All patients experienced an adverse event of any grade, and 45 (68%) had a grade 3 or 4 event.
“I wanted to highlight that the majority of the gastrointestinal and non-hematologic toxicity we saw were grades 1 and 2,” Dr Kumar pointed out, “and could be managed symptomatically or with dose modifications.”
Grade 3-4 hematologic adverse events included thrombocytopenia (26%), neutropenia (21%), anemia (14%), leukopenia (14%), and lymphopenia (15%).
Grade 3-4 non-hematologic adverse events included nausea (3%), diarrhea (3%), fatigue (5%), back pain (8%), and vomiting (3%).
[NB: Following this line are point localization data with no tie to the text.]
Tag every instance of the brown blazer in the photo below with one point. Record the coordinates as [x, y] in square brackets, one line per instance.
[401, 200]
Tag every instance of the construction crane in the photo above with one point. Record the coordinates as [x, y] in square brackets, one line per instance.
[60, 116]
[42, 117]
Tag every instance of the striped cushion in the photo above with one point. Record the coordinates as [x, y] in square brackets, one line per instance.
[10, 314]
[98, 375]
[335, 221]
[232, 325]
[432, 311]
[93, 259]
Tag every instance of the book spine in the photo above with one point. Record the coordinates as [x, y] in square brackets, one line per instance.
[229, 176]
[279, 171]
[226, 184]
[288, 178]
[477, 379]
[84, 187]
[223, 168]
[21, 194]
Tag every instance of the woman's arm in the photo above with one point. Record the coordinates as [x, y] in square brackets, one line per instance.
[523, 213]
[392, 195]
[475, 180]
Serious adverse events occurring in 2% or more of patients included pneumonia (8%), sepsis (5%), pain, pyrexia, cough, and hypotension (3% each).
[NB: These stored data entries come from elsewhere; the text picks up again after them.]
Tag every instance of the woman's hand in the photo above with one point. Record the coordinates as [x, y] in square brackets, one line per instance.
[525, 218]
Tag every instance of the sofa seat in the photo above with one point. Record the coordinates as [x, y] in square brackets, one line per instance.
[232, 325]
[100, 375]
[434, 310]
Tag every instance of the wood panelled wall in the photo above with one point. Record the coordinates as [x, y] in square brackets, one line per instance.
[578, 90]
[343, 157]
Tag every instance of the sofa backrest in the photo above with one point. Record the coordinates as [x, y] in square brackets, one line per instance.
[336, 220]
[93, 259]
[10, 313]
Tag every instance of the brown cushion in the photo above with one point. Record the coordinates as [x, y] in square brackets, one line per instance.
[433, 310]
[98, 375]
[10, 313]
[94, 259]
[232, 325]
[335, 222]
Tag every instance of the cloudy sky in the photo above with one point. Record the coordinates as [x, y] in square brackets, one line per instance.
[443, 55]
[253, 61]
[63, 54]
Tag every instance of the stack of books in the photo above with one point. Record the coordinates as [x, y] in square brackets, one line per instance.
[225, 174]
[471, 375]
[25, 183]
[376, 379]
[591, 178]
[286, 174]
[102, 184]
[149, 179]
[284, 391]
Two patients had dose-limiting toxicities of abdominal pain and nausea at the 600 mg dose.
No events of tumor lysis syndrome (TLS) were reported. Dr Kumar explained that this may have been the case because patients thought to be at high risk for TLS were mandated to be in the hospital and observed for early tumor lysis in the initial part of the study.
Response
The ORR was 21% in all patients, including a stringent complete response (sCR) of 3% and a CR of 4%.
“But what was really striking was the response rate that we observed in the 30 patients with translocation 11;14,” Dr Kumar said. “The overall response rate was 40%, with 14% of the patients having complete response or better [stringent CR] and 13% of the patients with very good partial response.”
The 36 patients without t(11;14) had a 6% ORR, 3% sCR, and 3% very good partial response.
“If you look at the response rates based on the type of therapy they were coming off or the drugs they were refractory to, the response rate is very similar across all these patient subgroups, irrespective of what groups of drugs they were refractory to,” he added.
Time to progression for all patients was about 2.5 months. For patients with the translocation, it was about 6.6 months.
“Responses were fairly durable among those who had a response,” Dr Kumar said, “considering these are patients with a median of 5 prior lines of therapy.”
Duration of response for patients with t(11;14) was close to 10 months.
Biomarker analysis
The underlying biology for the response was the BCL-2 to BCL-2L1 ratio, as the investigators had observed in the cell lines.
So they analyzed the BCL-2 gene expression ratio in 24 of the 30 patients with t(11;14).
The investigators used droplet digital PCR performed on CD138-selected bone marrow mononuclear cells collected at baseline.
Nine patients had a high ratio, and their ORR was 88%. Fifteen patients had a low ratio, and their ORR was 20%.
Median time to progression for patients with a high ratio was about 12 months. For those with a low ratio, it was about 9 months.
Median change in M protein for patients with t(11;14) was –53%, compared to +11% in the patients without the translocation.
The investigators recommend additional studies with venetoclax in MM, including those with alternative combination therapies.
Venetoclax is being developed by AbbVie, in partnership with Genentech and Roche. This study was sponsored by AbbVie.
*Data in the abstract differ from the presentation.